The transcript follows.

Editor's Note: Washingtonpost.com moderators retain editorial control over Live Online discussions and choose the most relevant questions for guests and hosts; guests and hosts can decline to answer questions.



New York, N.Y.: Why do you think the media have assumed the role of defenders of the status quo? I ask this question because of the inanity of reporting on the non-event of Bush's first 100 days, in which it was repeatedly asserted that "the voters chose Bush" because of his "compassionate conservatism" or his pledge to cut taxes. The plain fact is that the voters did NOT choose Bush. Why do the media have such difficulty with this fact?

David S. Broder: A good question, but not one I can answer. I avoided the 100-day journalistic orgy by going to London for a week to report on British politics and policymaking. The facts are undisputed: Bush received fewer popular votes but more electoral votes than Gore. That is simple enough even for us journalists to understand.


Chicago, Ill.: Mr. Broder,

First off, thanks for participating in the Q&A forum. Kudos to you and the OnPolitics site.

How do you think public opinion will play out regarding the Bush administration's energy plans, alluded to by VP Cheney in Toronto recently?

There is already loud grumblings here in Chicago over once-again skyrocketing gasoline prices. In your opinion, will the public back the supply-oriented, bully-pulpit supported Bush/Cheney strategy of increasing production and drilling in the Alaska Wildlife reserve, or will they defend a more pro-environment, conservationist approach, even if it means trading in precious 15 mpg SUVs from sea to shining sea? Methinks the former will win out. Thanks!

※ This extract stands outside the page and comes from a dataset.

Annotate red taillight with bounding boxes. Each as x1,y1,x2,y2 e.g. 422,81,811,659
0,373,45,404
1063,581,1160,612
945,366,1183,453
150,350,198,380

David S. Broder: People want low energy prices and high environmental standards, and are understandably reluctant to acknowledge that there may be a tradeoff between these goals. In the short run, it is the price runups and shortages that drive people crazy, but over the longer time, I think it is possible to develop public support for conservation measures consistent with the time pressures most people feel in their lives.


Brunswick, Maine: Is there really a "new tone in Washington" because of President Bush? Or is this some false political slogan, where the truth is that the instigators of the former "tone" are now in the majority party, meaning this change is more about party politics than G.W. Bush as president?

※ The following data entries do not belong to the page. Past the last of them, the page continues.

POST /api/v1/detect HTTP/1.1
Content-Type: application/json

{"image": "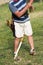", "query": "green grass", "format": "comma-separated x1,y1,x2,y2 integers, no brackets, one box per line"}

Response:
0,3,43,65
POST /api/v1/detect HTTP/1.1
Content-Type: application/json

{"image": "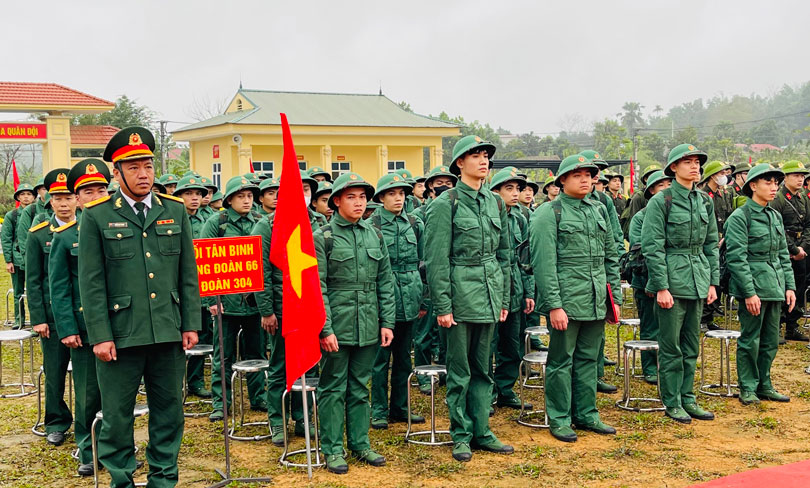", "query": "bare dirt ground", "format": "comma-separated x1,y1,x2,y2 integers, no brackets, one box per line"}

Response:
0,268,810,488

David S. Broder: In my view, the credit for any change in tone in Washington goes to the American people. They made it plain, not just to President Bush but to the others running for office in 1998 and 2000, that they were sick and tired of the rampant partisanship they saw in the capital. I do think that message got through, and there has been a reduction -- a very welcome reduction -- in the personal bitterness. But there are substantial policy differences between Democrats and Republicans on many issues, and with a government so closely divided, it will not be easy to resolve those policy debates.

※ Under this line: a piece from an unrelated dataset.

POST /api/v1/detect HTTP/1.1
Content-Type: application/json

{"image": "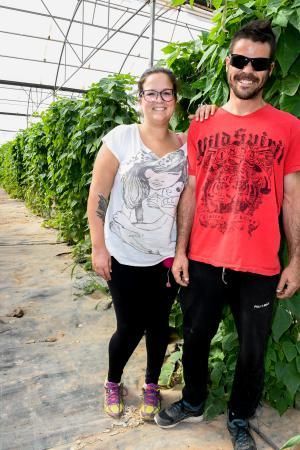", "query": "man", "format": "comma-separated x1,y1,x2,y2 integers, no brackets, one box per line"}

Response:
155,20,300,450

Portland, Ore.: It may be difficult to judge yet, but how would you rate Bush's response to the energy problems in the West? Here in Oregon, I'm wondering if we'll be facing "rolling blackouts" in the summer and it seems to me that the federal government has basically punted the problem back to the states so far. Also, do you think the Democrats will oppose what Bush puts forward to keep it, perhaps along with the environment, as a campaign issue?

David S. Broder: I was in Oregon last month and I share your sense that the administration has tried to distance itself from the energy concerns so apparent on the West Coast. But those issues will land on Washington's doorstep this spring and summer, with confirmation hearings for the Bush appointees to the Federal Energy Regulatory Commission, with the issuance of the Cheney report on energy policy, and with congressional debate on energy and environmental bills. There is no way the administration or Congress can avoid the issue. It's just too big and important.


Duluth, Minn.: David S. Broder: As a fellow journalist, I thought you might appreciate the words of Eric Sevareid, when, after returning from Europe after World War II, he was asked, "I suppose this is the first time you saw the face of Facism?"

"No," Sevareid replied. I first time I saw the ugly face of Fascism on the streets of Minneapolis in 1934 when workers were striking for better working conditions...and the heads of those companies hired thugs to beat up and shoot the workers, while the 'Minneapolis's finest,' those boys-in-blue, stood by and cheered."

Now I do wonder how Sevareid would view the first 100 days on Pennsylvania Avenue; possibly in the light of Bush's Supreme Court and recent decisions handed down, etc.?

David S. Broder: I share your admiration for Eric Sevareid, whose commentary was an important part of my own political education. But I hesitate to guess how he would judge the current administration. For myself, I see no "face of fascism" threat in anything that has happened -- or is likely to happen. The actions of Congress, the courts and the administration all seem to me to be well within the bounds of normal politics.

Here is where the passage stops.